12

207 44 8
                                    




Je me suis senti coupable. Coupable d'avoir pensé qu'elle avait commis une erreur, alors qu'elle en était la victime principale. Coupable de l'avoir jugée ainsi, parce qu'elle avait l'air trop forte pour se faire attaquer. Coupable de penser que les victimes sont faibles.

Tout de suite, elle m'a inspiré une certaine crainte. Ce n'est pas tant qu'elle m'effrayait, mais elle dégageait une aura qui vous forçait à vous taire et l'écouter vous rembarrer. Alors, j'avais eu du mal à croire que quelqu'un ait pu oser la faire taire. Pourtant, il n'existe pas d'exception en matière de violence. On ne naît pas avec une cible collée sur le dos. Enfin, les femmes en ont une entre les jambes si l'on se fie aux paroles de certains. C'est un but ultime, une course sanglante vers leur féminité, coûte que coûte, coup pour coup. Elles ne sont qu'un papier que l'on froisse et qu'on se lance en riant, puis qu'on finit par ne plus ramasser lorsque ça devient lassant. A force de les broyer dans nos mains, elles s'abîment. Alors, on s'intéresse à celles qui sont vierges, à ces feuilles immaculées, sans un pli. On recommence. Depuis des siècles, nous construisons notre société sur une base en papier mâché. C'est facile, glorifiant, évident.

- Je peux m'asseoir ?

Je lance un sourire crispé à Ariane qui tient une boisson chaude entre ses mains, assise sur un banc dans la cour de l'immeuble. La fumée blanche s'échappe du gobelet en plastique qu'elle serre avec ses doigts rougis.

- Ouais, répond-t-elle après un moment. Vas-y, ajoute-elle en glissant sur le côté, faisant couler quelques gouttes brunes par terre.

- Merde, désolé. Je... tu veux que j'aille t'en chercher un autre ? M'empressai-je de dire, craignant de voir s'échapper la maigre tolérance qu'elle venait de m'accorder.

- Non t'inquiète, j'avais pas l'intention de le boire de toute façon.
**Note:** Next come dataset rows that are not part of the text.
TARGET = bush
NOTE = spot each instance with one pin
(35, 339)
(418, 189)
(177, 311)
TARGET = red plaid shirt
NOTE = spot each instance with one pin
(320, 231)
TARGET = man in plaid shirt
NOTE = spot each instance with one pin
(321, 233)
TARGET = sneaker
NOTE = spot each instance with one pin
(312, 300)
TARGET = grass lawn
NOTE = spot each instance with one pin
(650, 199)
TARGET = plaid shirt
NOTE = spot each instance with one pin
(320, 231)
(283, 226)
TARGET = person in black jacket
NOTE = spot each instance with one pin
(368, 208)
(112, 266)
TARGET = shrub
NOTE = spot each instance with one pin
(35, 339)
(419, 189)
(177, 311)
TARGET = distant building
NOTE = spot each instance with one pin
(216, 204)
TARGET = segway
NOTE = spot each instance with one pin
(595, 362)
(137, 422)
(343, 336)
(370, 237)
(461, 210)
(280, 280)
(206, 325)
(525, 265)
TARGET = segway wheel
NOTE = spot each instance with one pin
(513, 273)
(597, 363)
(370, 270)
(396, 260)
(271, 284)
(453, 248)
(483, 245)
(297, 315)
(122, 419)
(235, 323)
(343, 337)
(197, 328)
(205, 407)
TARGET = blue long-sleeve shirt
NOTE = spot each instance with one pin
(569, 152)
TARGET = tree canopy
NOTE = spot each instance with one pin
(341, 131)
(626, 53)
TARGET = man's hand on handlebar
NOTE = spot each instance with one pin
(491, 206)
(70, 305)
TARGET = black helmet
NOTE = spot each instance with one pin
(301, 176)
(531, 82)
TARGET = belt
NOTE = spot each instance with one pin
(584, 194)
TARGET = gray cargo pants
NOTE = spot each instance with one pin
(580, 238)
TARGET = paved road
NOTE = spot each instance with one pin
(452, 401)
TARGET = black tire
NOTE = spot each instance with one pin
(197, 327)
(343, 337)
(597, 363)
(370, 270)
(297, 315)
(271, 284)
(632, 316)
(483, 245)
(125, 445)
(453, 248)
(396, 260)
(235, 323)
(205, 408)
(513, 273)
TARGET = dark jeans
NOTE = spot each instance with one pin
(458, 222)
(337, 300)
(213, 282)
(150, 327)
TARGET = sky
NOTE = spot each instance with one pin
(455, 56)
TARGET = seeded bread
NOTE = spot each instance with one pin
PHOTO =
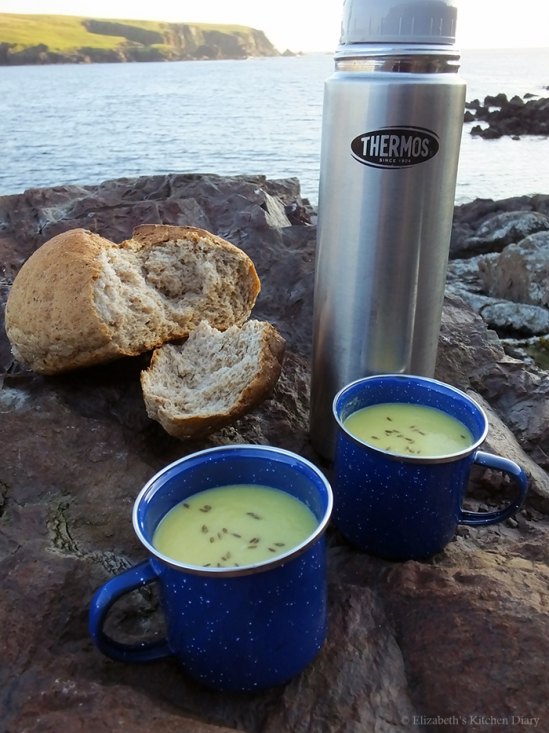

Sa voix est calme, presque traînante. C'est comme si elle était fatiguée de parler. Fatiguée des hommes, sans doute.

- Tu t'en sers comme bouillotte ? Tentai-je à nouveau, ne supportant pas ce silence qui glissait sur elle sans l'importuner.

- C'est ça. Y'avait pas de chocolat chaud et j'aime pas le café alors... enfin tu vois, expliqua la brune.

En parlant, ses doigts traçaient le contour du plastique, son regard fixé sur eux.

- T'aurais très bien pu rester à l'intérieur, tu n'aurais pas eu à utiliser cette technique ! M'exclamai-je en riant doucement.

Elle tourna la tête vers moi et le regard qu'elle me lança me figea sur place. Elle finit par retourner à sa contemplation.

- J'avais besoin d'air.

- Je... je vois. Tu sais, Castelli est vraiment une très bonne avocate, elle fera tout pour que tu gagnes.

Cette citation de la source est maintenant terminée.